最后,你被卡住,你是计算问题(50000)*(50001)/ 2 = 1250025000皮尔森系数(如果我正确计算)。太多了。顺便说一句,真的没有必要计算每行的Pearson相关系数与本身(这将等于1),但只把你从计算50000皮尔森系数。有了上面code,我预计,这将需要大约4 1/4小时做你的计算,如果你有10列,基于我对小数据集的结果数据。
Ultimately, you are stuck with the problem that you are computing (50000)*(50001)/2 = 1,250,025,000 Pearson coefficients (if I'm counting correctly). That's a lot. By the way, there's really no need to compute each row's Pearson coefficient with itself (it will equal 1), but that only saves you from computing 50,000 Pearson coefficients. With the above code, I expect that it would take about 4 1/4 hours to do your computation if you have 10 columns to your data based on my results on smaller datasets.
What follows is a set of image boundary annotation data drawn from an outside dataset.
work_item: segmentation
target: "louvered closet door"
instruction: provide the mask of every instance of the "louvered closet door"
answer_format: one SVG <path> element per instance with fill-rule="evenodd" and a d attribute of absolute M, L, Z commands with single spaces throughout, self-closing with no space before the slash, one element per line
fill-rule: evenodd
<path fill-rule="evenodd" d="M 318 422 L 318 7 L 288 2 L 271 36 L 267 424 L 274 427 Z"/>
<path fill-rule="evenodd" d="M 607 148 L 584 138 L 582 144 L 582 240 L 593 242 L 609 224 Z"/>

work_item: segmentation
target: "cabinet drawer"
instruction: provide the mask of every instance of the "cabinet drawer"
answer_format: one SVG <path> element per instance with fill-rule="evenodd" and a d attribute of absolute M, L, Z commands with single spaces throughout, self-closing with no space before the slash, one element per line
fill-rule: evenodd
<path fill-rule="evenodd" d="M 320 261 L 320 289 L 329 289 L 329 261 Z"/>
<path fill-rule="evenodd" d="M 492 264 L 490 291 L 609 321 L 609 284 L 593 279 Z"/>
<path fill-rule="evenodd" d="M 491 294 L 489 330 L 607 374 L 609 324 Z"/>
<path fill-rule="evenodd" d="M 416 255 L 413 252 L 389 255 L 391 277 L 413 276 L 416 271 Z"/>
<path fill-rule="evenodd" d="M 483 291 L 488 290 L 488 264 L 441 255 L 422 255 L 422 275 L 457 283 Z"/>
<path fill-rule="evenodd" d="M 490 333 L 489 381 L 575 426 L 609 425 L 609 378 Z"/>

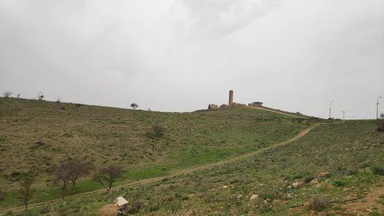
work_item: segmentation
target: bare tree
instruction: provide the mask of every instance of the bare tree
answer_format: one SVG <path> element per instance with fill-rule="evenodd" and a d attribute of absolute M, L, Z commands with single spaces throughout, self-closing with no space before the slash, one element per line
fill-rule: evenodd
<path fill-rule="evenodd" d="M 69 166 L 69 180 L 72 183 L 72 186 L 75 187 L 76 181 L 91 173 L 93 165 L 89 162 L 73 161 L 68 164 Z"/>
<path fill-rule="evenodd" d="M 152 130 L 157 137 L 161 137 L 164 133 L 164 127 L 158 124 L 152 125 Z"/>
<path fill-rule="evenodd" d="M 107 191 L 110 191 L 113 183 L 121 173 L 121 169 L 115 165 L 100 169 L 94 175 L 94 180 L 100 183 Z"/>
<path fill-rule="evenodd" d="M 19 189 L 19 199 L 25 206 L 25 210 L 28 210 L 28 203 L 31 198 L 35 193 L 35 190 L 32 188 L 34 179 L 27 178 L 20 183 L 20 188 Z"/>
<path fill-rule="evenodd" d="M 12 95 L 12 92 L 7 91 L 3 93 L 3 95 L 6 98 L 9 98 L 10 95 Z"/>
<path fill-rule="evenodd" d="M 68 164 L 61 163 L 56 169 L 52 184 L 64 192 L 66 189 L 70 180 L 71 169 Z"/>
<path fill-rule="evenodd" d="M 136 109 L 138 107 L 139 107 L 139 105 L 133 102 L 131 104 L 131 107 L 132 107 L 132 109 Z"/>
<path fill-rule="evenodd" d="M 65 190 L 69 182 L 75 187 L 79 178 L 90 173 L 93 165 L 91 162 L 78 160 L 61 163 L 57 167 L 53 184 L 62 191 Z"/>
您可以通过采取上述code到用Cython或类似的东西得到一些改善。我希望你将可能获得高达10倍的改进直SciPy的,如果你是幸运的。此外,所建议的pyInTheSky,你可以做一些多。
You can get some improvement by taking the above code into Cython or something similar. I expect that you'll maybe get up to a 10x improvement over straight Scipy if you're lucky. Also, as suggested by pyInTheSky, you can do some multiprocessing.
这篇关于找到相关矩阵的文章就介绍到这了,希望我们推荐的答案对大家有所帮助,也希望大家多多支持!